All Areas > Health & Beauty > Vintage & Sustainable Fashion

Author: Lynda Rowland, Posted: Friday, 5th March 2021, 13:00

The recent international Fashion Week season was a spectacular display of creativity and innovation, despite only being shown online.

The world of fashion is being affected by the current situation in the same way as other industries, and designers had to reach new levels of ingenuity and flair, whilst at the same time enjoying the opportunity to explore topical themes and highlight issues which are important to them.

In fact, having to operate remotely and therefore not needing to put together major logistical plans for travel and organisation, seems to have given them the freedom to focus on ideas and initiatives that could have a permanent effect on how we see fashion and dressing in the future.

Being able to view the collections online, together with the fact that digital communication is so important now, showed consumers how our wardrobes, as well as other aspects of life, can be adapted to the social media universe.

With so many people having a life which is primarily focused on their online presence, a whole new area of possibilities for showcasing our style and personality opens up.

Online collections shown on digital models reducing waste

Hi- tech fashion companies such as The Fabricant and DressX, have a revolutionary way of producing and marketing fashion. Their collections exist online only and are shown on digital models. By uploading their own photographs, consumers are given the opportunity to buy and ‘wear’ the clothes ‘virtually’, thus causing no mass production, no waste, and no impact on the environment.

This digital-only concept has its origins in the gaming industry, but could be adapted to dovetail with physical fashion. The natural progression would appear to be producing the garments for customers only once they have had the opportunity to wear them virtually and are therefore very sure about their suitability. No returns being necessary and therefore not so much likelihood of vast amounts of clothing going into landfill, would make this a good method of promoting sustainability in fashion.

However, these innovations are currently occupying a small, niche market which will inevitably grow in the future. Despite this year’s changes to fashion’s calendar, we are still looking to the physical collections for what we might choose to wear next Autumn and Winter, a season which will hopefully offer us more opportunities to be out and about than we had in 2020.

Designers at London Fashion Week, as well as those in Europe and the U.S. all referenced the changing world in their own way.

Earthy colours and references to English country traditions

A show of strength with military influences and bold, shoulder-emphasising physiques was apparent at J W Anderson and Tod’s, whilst Burberry concentrated on our renewed relationship with the countryside, with earthy colours and references to English country traditions and sports fields.

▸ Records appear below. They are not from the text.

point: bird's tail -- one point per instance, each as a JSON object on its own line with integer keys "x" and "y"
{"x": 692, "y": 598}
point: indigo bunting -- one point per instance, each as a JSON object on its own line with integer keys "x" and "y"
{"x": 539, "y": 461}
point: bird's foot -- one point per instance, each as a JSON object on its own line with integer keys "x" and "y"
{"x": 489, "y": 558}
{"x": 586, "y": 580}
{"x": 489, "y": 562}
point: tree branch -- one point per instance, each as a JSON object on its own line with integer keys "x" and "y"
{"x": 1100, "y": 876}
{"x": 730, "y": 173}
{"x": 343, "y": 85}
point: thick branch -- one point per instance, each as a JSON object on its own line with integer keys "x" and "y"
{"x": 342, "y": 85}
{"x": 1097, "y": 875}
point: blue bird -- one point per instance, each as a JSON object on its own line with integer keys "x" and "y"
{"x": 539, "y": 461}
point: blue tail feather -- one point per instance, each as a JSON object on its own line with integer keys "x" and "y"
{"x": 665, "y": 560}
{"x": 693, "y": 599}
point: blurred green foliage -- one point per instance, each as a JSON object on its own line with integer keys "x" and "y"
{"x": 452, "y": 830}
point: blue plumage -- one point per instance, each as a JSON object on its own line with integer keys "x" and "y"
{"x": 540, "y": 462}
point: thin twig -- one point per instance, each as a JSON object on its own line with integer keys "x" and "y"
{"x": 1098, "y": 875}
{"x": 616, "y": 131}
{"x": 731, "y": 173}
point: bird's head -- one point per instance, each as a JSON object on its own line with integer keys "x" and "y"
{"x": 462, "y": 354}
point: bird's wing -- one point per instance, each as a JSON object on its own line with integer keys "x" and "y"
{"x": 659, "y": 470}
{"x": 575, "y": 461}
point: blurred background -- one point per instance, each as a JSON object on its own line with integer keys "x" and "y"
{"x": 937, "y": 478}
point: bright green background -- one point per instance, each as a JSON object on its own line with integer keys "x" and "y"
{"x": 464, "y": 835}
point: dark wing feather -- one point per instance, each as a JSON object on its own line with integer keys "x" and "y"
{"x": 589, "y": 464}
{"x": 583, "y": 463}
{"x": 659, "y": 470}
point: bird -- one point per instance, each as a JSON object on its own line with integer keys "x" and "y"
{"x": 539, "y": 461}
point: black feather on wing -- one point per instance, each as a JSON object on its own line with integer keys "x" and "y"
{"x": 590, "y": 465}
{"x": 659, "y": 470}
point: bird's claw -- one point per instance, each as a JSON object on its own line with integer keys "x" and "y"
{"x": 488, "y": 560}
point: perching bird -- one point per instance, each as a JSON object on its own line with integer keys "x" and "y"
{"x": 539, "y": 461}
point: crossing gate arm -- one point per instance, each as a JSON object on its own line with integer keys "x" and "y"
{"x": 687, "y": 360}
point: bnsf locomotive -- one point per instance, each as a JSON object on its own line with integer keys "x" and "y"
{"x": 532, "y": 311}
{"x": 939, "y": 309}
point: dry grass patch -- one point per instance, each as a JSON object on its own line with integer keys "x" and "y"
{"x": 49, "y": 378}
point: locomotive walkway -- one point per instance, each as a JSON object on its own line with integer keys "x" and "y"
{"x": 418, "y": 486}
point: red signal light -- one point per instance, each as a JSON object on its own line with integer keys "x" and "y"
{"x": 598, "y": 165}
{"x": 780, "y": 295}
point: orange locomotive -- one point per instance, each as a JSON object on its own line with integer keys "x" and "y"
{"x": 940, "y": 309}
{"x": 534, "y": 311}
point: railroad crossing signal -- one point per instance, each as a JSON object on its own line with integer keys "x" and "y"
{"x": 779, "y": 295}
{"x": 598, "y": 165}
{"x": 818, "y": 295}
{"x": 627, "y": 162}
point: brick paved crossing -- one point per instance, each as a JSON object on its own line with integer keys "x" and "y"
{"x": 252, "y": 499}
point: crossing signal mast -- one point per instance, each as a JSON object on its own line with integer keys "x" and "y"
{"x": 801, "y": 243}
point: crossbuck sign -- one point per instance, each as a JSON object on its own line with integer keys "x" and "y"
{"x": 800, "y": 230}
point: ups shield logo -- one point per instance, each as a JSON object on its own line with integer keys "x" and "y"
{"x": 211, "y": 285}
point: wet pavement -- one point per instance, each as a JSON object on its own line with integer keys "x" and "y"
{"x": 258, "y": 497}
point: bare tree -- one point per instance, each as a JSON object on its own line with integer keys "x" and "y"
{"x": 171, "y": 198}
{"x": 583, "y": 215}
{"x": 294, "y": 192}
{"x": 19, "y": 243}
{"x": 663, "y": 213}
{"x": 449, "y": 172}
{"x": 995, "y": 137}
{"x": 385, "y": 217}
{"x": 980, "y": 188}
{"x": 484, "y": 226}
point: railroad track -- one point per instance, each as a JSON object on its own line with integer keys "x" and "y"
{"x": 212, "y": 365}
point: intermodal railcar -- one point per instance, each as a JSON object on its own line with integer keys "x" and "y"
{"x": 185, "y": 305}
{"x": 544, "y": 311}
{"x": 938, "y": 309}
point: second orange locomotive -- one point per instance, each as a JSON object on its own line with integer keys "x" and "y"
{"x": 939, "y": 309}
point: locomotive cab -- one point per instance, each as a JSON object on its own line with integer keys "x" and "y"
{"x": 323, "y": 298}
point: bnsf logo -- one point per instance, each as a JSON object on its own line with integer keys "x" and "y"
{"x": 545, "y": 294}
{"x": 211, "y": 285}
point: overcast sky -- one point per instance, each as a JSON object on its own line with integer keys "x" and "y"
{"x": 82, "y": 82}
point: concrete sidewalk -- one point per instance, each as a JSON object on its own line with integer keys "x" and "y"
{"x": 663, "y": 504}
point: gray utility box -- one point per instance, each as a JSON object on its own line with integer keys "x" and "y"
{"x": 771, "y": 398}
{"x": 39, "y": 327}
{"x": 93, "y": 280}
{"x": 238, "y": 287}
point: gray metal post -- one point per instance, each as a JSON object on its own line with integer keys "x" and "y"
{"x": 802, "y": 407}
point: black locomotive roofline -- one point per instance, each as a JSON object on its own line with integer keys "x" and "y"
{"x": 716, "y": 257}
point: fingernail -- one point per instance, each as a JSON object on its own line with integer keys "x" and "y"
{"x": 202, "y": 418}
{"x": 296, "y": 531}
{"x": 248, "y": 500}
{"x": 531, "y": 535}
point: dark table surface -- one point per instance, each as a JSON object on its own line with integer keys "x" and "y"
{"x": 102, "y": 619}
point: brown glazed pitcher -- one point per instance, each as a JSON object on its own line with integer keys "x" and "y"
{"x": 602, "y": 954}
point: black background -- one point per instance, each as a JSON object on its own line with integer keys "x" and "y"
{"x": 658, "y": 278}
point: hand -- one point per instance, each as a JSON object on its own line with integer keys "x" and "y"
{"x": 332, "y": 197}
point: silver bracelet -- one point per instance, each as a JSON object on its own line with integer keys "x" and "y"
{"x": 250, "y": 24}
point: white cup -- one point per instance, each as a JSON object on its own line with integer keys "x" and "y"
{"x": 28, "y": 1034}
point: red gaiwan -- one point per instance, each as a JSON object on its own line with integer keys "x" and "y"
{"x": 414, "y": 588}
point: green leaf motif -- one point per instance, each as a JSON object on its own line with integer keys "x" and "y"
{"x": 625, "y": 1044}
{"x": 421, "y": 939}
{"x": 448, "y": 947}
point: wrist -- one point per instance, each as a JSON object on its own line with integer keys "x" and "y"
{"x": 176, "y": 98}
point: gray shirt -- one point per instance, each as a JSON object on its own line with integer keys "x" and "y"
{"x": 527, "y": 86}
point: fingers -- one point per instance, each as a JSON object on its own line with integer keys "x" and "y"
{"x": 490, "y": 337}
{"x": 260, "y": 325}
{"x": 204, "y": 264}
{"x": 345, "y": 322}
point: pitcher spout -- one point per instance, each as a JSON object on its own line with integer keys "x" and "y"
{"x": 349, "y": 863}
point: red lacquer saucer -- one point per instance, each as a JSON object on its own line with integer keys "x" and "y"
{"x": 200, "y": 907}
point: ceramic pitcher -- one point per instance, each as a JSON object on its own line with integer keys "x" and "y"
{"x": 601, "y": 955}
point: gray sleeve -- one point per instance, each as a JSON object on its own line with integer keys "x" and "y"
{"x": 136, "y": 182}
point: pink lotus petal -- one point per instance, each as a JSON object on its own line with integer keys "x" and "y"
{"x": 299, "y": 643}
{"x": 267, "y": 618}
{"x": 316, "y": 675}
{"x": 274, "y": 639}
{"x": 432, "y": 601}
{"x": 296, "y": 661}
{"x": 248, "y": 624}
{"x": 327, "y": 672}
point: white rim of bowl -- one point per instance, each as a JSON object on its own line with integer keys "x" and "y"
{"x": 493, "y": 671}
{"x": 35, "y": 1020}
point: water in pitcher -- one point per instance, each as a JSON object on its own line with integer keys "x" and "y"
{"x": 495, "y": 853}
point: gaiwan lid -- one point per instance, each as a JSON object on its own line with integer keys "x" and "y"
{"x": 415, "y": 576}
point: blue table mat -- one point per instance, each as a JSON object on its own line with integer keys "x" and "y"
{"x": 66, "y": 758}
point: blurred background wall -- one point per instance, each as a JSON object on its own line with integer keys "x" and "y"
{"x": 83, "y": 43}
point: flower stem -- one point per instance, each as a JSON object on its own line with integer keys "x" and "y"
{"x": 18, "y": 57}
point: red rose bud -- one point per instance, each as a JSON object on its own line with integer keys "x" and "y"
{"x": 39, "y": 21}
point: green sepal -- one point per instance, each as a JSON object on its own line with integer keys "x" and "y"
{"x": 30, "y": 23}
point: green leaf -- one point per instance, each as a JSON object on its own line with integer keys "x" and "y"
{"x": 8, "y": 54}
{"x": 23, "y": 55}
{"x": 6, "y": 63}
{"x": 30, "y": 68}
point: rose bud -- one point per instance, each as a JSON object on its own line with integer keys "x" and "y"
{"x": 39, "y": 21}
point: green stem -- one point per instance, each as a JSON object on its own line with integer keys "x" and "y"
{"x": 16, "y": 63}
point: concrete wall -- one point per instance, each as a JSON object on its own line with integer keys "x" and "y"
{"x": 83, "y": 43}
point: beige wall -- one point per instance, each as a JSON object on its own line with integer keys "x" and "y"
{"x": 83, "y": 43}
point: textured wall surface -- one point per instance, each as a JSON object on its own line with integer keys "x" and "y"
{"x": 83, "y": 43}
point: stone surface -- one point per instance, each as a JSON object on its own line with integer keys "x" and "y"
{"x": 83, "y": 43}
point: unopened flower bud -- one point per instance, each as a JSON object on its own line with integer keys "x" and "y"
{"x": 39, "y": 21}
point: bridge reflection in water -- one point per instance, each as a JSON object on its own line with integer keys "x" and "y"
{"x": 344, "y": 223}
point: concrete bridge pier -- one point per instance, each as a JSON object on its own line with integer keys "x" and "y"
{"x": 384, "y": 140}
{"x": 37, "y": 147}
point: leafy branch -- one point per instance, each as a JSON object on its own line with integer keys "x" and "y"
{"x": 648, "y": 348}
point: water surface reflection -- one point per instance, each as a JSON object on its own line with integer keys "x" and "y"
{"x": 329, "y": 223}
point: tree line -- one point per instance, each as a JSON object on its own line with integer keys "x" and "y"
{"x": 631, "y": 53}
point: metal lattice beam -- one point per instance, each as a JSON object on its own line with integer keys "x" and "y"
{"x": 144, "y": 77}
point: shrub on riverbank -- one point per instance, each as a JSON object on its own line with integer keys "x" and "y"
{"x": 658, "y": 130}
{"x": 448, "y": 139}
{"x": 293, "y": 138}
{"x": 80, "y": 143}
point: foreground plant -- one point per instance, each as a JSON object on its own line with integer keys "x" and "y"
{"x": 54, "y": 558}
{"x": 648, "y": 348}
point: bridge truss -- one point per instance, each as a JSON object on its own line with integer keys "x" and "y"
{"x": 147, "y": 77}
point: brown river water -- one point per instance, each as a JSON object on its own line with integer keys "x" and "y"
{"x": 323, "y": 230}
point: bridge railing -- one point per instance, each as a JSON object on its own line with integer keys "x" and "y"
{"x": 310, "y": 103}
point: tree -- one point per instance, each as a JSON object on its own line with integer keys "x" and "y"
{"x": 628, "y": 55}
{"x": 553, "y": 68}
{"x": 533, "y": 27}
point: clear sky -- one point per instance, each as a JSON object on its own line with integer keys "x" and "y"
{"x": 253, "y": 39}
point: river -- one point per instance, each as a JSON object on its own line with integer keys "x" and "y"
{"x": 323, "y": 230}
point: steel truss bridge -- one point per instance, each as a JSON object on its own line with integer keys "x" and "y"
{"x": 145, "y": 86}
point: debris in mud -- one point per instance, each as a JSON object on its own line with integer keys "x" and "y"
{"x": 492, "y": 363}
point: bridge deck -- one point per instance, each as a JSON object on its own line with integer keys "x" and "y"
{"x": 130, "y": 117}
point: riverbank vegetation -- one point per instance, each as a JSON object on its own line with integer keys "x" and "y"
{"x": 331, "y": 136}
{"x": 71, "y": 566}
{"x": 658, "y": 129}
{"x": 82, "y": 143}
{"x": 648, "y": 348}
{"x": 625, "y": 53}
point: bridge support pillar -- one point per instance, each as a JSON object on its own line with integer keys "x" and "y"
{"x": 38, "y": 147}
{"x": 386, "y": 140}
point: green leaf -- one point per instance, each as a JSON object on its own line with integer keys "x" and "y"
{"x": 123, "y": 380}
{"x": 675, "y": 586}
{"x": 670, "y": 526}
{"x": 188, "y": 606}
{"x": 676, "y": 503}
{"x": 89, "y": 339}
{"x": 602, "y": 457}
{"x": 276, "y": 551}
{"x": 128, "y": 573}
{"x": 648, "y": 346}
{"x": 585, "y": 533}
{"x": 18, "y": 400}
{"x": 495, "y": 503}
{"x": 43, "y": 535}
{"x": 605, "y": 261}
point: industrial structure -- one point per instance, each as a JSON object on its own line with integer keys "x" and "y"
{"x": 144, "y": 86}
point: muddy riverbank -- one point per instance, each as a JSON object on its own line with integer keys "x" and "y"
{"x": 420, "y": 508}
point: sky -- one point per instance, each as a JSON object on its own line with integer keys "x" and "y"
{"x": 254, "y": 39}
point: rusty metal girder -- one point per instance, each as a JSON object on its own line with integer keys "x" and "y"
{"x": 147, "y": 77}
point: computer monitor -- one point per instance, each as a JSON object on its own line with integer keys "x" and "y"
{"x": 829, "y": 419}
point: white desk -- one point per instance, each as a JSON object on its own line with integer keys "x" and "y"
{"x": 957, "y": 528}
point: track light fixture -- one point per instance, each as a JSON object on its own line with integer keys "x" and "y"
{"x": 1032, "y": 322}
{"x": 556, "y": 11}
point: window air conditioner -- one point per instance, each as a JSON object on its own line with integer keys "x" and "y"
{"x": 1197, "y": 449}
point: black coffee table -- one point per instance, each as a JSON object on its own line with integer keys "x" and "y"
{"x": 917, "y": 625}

At up-and-coming designer Molly Goddard’s show, the theme was beautiful, frothy fairy-tale dresses. Tulle fabrics which were used here, were also in evidence at Simone Rocha and Roksanda Ilincic, with the former juxtaposing tutu-style frills with hard-edged leather biker jackets.

The arts and crafts, which have been seeing a resurgence during lockdown, were big influences at Etro and, with the news that sales of sewing machines are on the rise, making our own clothes seems to be a growing trend, and that can only be good news for sustainability!

After all, if you spend your precious time and energy making a garment yourself, you are hardly likely to casually throw it away on a whim! And, even if you can’t make a whole shirt or dress, why not just take tips from the catwalk and update or customise your existing wardrobe with some Autumn/Winter 2021 influences? That’s the way to be stylish and maintain your own unique image!